Professor Bowen’s research is centred on a raised silicon disk that was nanofabricated with help from ANFF-Q equipment and expertise. The structure’s shape traps light at its edges, creating a cavity that can keep photons circling for a limited time.
This disk is then coated with superfluid helium – this is an approach unique to Professor Bowen’s laboratory and the work builds on the team’s previous endeavours that showed laser cooling can be used to sustain the temperatures required to keep the helium film in this superfluid state.
Superfluids are quantum liquids that are characterised by the fact that they have no viscosity, and flow without losing any energy. This means if a wave or a vortex starts in the superfluid, it won’t ever stop of its own accord. In Professor Bowen’s device, a superfluid acoustic wave is triggered to flow around the disks edge, travelling in the exact same space as the trapped light.

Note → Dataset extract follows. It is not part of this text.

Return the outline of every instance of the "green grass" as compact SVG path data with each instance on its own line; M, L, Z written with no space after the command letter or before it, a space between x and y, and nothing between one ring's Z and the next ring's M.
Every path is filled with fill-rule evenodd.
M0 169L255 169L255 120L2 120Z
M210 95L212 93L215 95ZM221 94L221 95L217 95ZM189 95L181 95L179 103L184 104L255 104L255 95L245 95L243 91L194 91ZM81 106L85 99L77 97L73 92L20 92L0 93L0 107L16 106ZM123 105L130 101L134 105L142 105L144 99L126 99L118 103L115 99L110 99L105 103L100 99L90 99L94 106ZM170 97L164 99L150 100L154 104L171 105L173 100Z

This colocation leads to the light interacting with the acoustic wave, which triggers a phenomenon called Brillouin scattering. The effect causes the light particles to be absorbed and reemitted with lower energy. The energy difference is taken up by the acoustic wave, amplifying it. The result is in effect an incredibly low power, and low threshold type of laser for sound, rather than light.

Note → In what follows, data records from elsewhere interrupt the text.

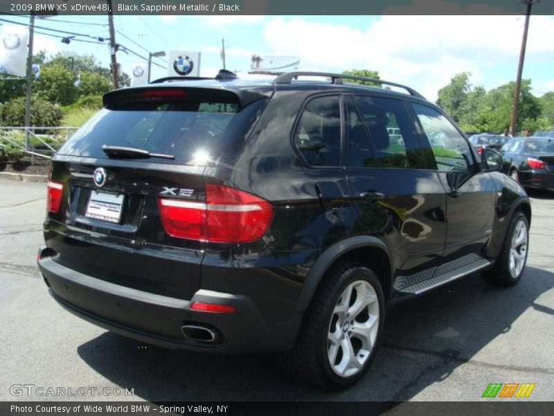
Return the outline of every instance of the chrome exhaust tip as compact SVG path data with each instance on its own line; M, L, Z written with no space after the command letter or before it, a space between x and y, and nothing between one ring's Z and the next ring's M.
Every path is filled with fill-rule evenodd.
M194 341L214 344L221 340L221 334L217 329L195 324L185 324L181 331L186 338Z

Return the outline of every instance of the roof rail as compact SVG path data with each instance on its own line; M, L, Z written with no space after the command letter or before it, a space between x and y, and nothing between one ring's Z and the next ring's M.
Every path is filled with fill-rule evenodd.
M238 80L238 77L231 71L226 69L220 69L214 78L208 76L166 76L150 81L150 84L161 84L162 83L170 83L171 81L197 81L199 80L216 80L217 81L230 81Z
M287 72L286 73L283 73L283 75L280 75L276 78L274 80L274 83L275 84L290 84L292 82L292 80L298 77L298 76L325 76L327 78L331 78L331 83L332 84L342 84L342 78L349 79L349 80L358 80L360 81L369 81L371 83L375 83L376 84L380 84L382 85L391 85L392 87L398 87L399 88L403 88L406 91L407 91L411 95L413 96L423 98L424 100L425 98L421 95L419 92L416 91L415 89L410 88L406 85L402 85L402 84L397 84L396 83L391 83L389 81L385 81L383 80L379 80L377 78L368 78L365 76L358 76L357 75L346 75L345 73L332 73L330 72L304 72L304 71L298 71L298 72Z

This result can be harnessed to create ultraprecise sensors, ultranarrow light filters, low power devices, precision silicon chips, and more. Due to the forces at play, they are less susceptible to shock and vibration than their MEMS-based equivalents, and they could also have performance benefits.

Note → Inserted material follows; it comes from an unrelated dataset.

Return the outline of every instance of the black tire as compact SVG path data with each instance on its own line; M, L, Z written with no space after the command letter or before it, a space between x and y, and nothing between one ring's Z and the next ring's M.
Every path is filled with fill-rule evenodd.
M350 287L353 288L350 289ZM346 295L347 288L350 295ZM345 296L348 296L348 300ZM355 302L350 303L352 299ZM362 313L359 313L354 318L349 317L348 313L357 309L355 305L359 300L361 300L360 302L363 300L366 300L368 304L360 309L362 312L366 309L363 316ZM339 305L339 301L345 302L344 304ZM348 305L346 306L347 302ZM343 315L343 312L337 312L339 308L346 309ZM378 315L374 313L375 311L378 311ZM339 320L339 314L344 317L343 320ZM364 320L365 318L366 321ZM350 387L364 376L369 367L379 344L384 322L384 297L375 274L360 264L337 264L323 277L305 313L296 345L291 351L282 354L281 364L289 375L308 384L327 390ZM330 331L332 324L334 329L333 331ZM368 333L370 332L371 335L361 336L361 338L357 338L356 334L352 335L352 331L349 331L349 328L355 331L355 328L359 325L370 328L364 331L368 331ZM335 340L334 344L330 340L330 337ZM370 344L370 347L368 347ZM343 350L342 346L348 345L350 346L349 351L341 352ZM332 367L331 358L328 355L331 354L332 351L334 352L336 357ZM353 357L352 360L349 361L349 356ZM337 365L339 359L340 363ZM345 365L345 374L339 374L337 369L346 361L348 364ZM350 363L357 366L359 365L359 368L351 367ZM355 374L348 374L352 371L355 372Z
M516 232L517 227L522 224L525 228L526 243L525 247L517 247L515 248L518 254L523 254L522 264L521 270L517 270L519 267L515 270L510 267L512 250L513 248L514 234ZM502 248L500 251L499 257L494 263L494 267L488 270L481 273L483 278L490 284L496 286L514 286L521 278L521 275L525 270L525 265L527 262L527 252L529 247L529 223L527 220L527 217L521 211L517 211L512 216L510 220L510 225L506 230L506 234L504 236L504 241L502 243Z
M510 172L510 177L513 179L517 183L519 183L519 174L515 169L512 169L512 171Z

Another bizarre behaviour of quantum liquids is that they can only carry integer circulation, which means they can only flow at fixed velocities. They can therefore be used to provide an absolute reference frame for acceleration measurement. This would allow a system to track its position without the need for satellites, making location pinpointing in submarines, in-door shopping centres, and underground far more accurate.
There’s yet more novel effects to unlock however – Professor Bowen’s devices can stir the superfluid helium to trigger vortices that will go on forever, and this provides a significant opportunities as a method to study turbulence. Professor Bowen said it was postulated more than 50 years ago that the turbulence problem could be simplified using quantum liquids.
“Our new technique is exciting because it allows quantum turbulence, which mirrors the sort of behaviour you see in cyclones, to be studied on a silicon chip for the first time,” Professor Bowen said. The research also had implications in space, where quantum liquids are predicted to exist within dense astrophysical objects.
“Our finding allows us to observe this nanoscale quantum turbulence in the lab, and this research could help to explain how these objects behave,” he said.